Yes you read that correctly. Dangerous. As our waiter laid the table he dropped a knife which bounced right on the edge of the table and flew towards me at a fair pace. I tried to catch it but wasn’t quick enough. I succeeded only in parrying the blade in the direction of the diners to our right, giving the poor lady at the head of the table quite a fright, though thankfully not causing any actual damage. Later in the evening the gentleman opposite her had a narrow escape as the head waiter spilled a bowl of soup … almost over his trousers.

I leaned over and declared that I couldn’t be held responsible for that incident – a reference to the earlier lighthearted suggestion that the flying knife act was of my instigation – and all concerned laughed heartily. It’s the kind of place where you can relax and have fun, thanks to the laid back atmosphere created by the staff.

None of which counts for much if the food on offer isn’t up to scratch. I am happy to report that it was. Every dish from the fresh bread through the starters and main course was freshly and expertly prepared. The meal had been just as good as I’d expected it to be.

2007-02-22

Service with a smile

Filed under: Restaurants — iain @ 18:53:13

Last night I had dinner at the Curry House in Cambridge. Now I know a thing or two about getting a decent curry, having studied in Birmingham and gone to work in Manchester. There are lots and lots of places to get a bad curry but outside of those cities there aren’t so many places to get a good one. With a name like Curry House you would be forgiven for thinking that the restaurant in question would be just another mediocre Indian. In fact it’s an excellent little place and I always enjoy my visits there.

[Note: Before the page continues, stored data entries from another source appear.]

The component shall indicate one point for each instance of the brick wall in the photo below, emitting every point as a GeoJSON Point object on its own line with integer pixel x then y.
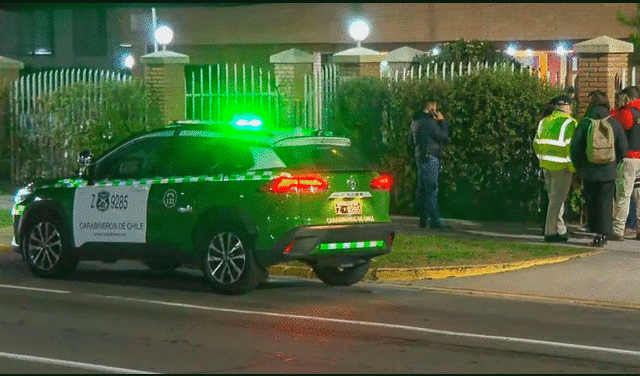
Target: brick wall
{"type": "Point", "coordinates": [277, 23]}
{"type": "Point", "coordinates": [598, 72]}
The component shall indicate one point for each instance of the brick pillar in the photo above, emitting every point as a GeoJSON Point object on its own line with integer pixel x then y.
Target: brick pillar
{"type": "Point", "coordinates": [290, 68]}
{"type": "Point", "coordinates": [600, 62]}
{"type": "Point", "coordinates": [166, 87]}
{"type": "Point", "coordinates": [400, 59]}
{"type": "Point", "coordinates": [9, 72]}
{"type": "Point", "coordinates": [358, 62]}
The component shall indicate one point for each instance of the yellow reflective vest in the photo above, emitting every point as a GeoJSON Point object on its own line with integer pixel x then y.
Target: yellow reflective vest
{"type": "Point", "coordinates": [552, 143]}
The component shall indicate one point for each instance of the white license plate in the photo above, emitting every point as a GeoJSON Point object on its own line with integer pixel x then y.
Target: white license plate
{"type": "Point", "coordinates": [348, 208]}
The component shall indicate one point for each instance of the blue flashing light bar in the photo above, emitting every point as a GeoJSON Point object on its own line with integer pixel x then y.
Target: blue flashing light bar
{"type": "Point", "coordinates": [247, 122]}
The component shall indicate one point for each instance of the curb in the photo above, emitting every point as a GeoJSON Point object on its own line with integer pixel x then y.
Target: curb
{"type": "Point", "coordinates": [437, 272]}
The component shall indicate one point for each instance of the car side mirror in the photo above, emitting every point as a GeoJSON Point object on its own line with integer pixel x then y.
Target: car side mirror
{"type": "Point", "coordinates": [85, 158]}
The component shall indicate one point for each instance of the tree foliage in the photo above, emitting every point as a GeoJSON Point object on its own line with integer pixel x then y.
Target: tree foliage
{"type": "Point", "coordinates": [489, 169]}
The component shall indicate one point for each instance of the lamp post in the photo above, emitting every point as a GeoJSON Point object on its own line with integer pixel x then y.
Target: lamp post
{"type": "Point", "coordinates": [358, 31]}
{"type": "Point", "coordinates": [129, 62]}
{"type": "Point", "coordinates": [164, 35]}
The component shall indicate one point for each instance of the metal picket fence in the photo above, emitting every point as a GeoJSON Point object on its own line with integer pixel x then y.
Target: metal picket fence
{"type": "Point", "coordinates": [216, 92]}
{"type": "Point", "coordinates": [25, 103]}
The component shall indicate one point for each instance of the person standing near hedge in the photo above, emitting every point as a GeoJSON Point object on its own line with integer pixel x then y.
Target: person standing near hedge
{"type": "Point", "coordinates": [628, 115]}
{"type": "Point", "coordinates": [598, 179]}
{"type": "Point", "coordinates": [552, 145]}
{"type": "Point", "coordinates": [428, 133]}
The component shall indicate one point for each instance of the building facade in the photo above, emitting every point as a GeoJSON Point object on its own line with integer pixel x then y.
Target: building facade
{"type": "Point", "coordinates": [99, 37]}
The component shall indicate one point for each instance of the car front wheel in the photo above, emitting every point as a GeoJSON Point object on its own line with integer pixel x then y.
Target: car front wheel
{"type": "Point", "coordinates": [47, 249]}
{"type": "Point", "coordinates": [337, 276]}
{"type": "Point", "coordinates": [228, 263]}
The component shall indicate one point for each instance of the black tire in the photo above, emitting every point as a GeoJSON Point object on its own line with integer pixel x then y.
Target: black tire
{"type": "Point", "coordinates": [46, 246]}
{"type": "Point", "coordinates": [335, 276]}
{"type": "Point", "coordinates": [228, 262]}
{"type": "Point", "coordinates": [162, 266]}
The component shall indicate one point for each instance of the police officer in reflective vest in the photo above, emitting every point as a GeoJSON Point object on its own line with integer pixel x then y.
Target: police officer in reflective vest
{"type": "Point", "coordinates": [552, 145]}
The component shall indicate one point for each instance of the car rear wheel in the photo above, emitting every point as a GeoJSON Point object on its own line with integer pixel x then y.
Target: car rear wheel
{"type": "Point", "coordinates": [228, 262]}
{"type": "Point", "coordinates": [47, 248]}
{"type": "Point", "coordinates": [337, 276]}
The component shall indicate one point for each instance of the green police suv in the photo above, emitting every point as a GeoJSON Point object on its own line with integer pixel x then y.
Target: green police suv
{"type": "Point", "coordinates": [231, 201]}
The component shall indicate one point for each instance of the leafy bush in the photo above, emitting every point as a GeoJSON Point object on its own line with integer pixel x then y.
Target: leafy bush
{"type": "Point", "coordinates": [489, 169]}
{"type": "Point", "coordinates": [358, 111]}
{"type": "Point", "coordinates": [78, 117]}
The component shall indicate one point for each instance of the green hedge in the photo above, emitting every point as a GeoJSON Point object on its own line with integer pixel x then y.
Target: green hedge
{"type": "Point", "coordinates": [489, 169]}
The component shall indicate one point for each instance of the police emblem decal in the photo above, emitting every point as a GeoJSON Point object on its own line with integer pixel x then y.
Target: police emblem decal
{"type": "Point", "coordinates": [103, 201]}
{"type": "Point", "coordinates": [170, 198]}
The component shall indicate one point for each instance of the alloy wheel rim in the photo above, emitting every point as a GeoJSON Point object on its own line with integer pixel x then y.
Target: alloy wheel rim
{"type": "Point", "coordinates": [226, 258]}
{"type": "Point", "coordinates": [44, 246]}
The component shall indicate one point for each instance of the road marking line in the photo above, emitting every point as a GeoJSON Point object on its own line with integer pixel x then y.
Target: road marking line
{"type": "Point", "coordinates": [34, 289]}
{"type": "Point", "coordinates": [391, 326]}
{"type": "Point", "coordinates": [68, 363]}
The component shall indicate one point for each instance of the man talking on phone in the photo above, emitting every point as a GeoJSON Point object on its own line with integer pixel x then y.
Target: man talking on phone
{"type": "Point", "coordinates": [429, 132]}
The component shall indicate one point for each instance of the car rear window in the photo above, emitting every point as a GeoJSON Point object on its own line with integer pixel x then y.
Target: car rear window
{"type": "Point", "coordinates": [322, 157]}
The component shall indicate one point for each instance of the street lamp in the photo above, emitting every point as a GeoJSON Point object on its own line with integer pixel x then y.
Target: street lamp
{"type": "Point", "coordinates": [164, 35]}
{"type": "Point", "coordinates": [358, 31]}
{"type": "Point", "coordinates": [561, 50]}
{"type": "Point", "coordinates": [129, 61]}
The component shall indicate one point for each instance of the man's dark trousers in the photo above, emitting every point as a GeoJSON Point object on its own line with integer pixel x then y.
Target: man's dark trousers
{"type": "Point", "coordinates": [427, 191]}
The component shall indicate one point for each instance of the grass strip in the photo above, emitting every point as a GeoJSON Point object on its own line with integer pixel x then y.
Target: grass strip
{"type": "Point", "coordinates": [420, 251]}
{"type": "Point", "coordinates": [415, 251]}
{"type": "Point", "coordinates": [5, 219]}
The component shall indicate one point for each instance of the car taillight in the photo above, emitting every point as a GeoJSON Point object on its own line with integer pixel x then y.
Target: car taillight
{"type": "Point", "coordinates": [308, 183]}
{"type": "Point", "coordinates": [382, 182]}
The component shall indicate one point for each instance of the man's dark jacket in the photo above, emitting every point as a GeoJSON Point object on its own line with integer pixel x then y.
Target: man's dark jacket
{"type": "Point", "coordinates": [427, 136]}
{"type": "Point", "coordinates": [589, 171]}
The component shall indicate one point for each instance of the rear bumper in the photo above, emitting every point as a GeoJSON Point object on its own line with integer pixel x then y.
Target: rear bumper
{"type": "Point", "coordinates": [316, 243]}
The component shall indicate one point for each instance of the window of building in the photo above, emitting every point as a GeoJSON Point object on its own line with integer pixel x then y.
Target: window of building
{"type": "Point", "coordinates": [35, 29]}
{"type": "Point", "coordinates": [89, 32]}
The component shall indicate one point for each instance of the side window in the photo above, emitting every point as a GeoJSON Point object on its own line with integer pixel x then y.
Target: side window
{"type": "Point", "coordinates": [197, 156]}
{"type": "Point", "coordinates": [144, 158]}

Another subject I know a thing or two about is customer service. It’s very easy to knock what passes for customer service in the UK, especially if you’ve lived overseas as I have. It’s true that we Brits don’t tend to go in for the whole "the customer is always right" thing, preferring instead to believe that the customer is always a dollop of maggot-infested faeces at the bottom of the shop’s litter bins, and must be shooed away lest his mere presence infect us with his filth and cause us to have to do some work.

Well, at the Curry House I was greeted – by the guy whom I always refer to as the Cool Old Guy, not knowing his actual name – with a shake of the hand and the observation that it had been a while, as indeed it had. And when it came time to order drinks he correctly announced what I would be drinking before I had the chance.

As usual the fare was excellent and the service polite and efficient. A pleasing, if by now unsurprising, change from the ordinary.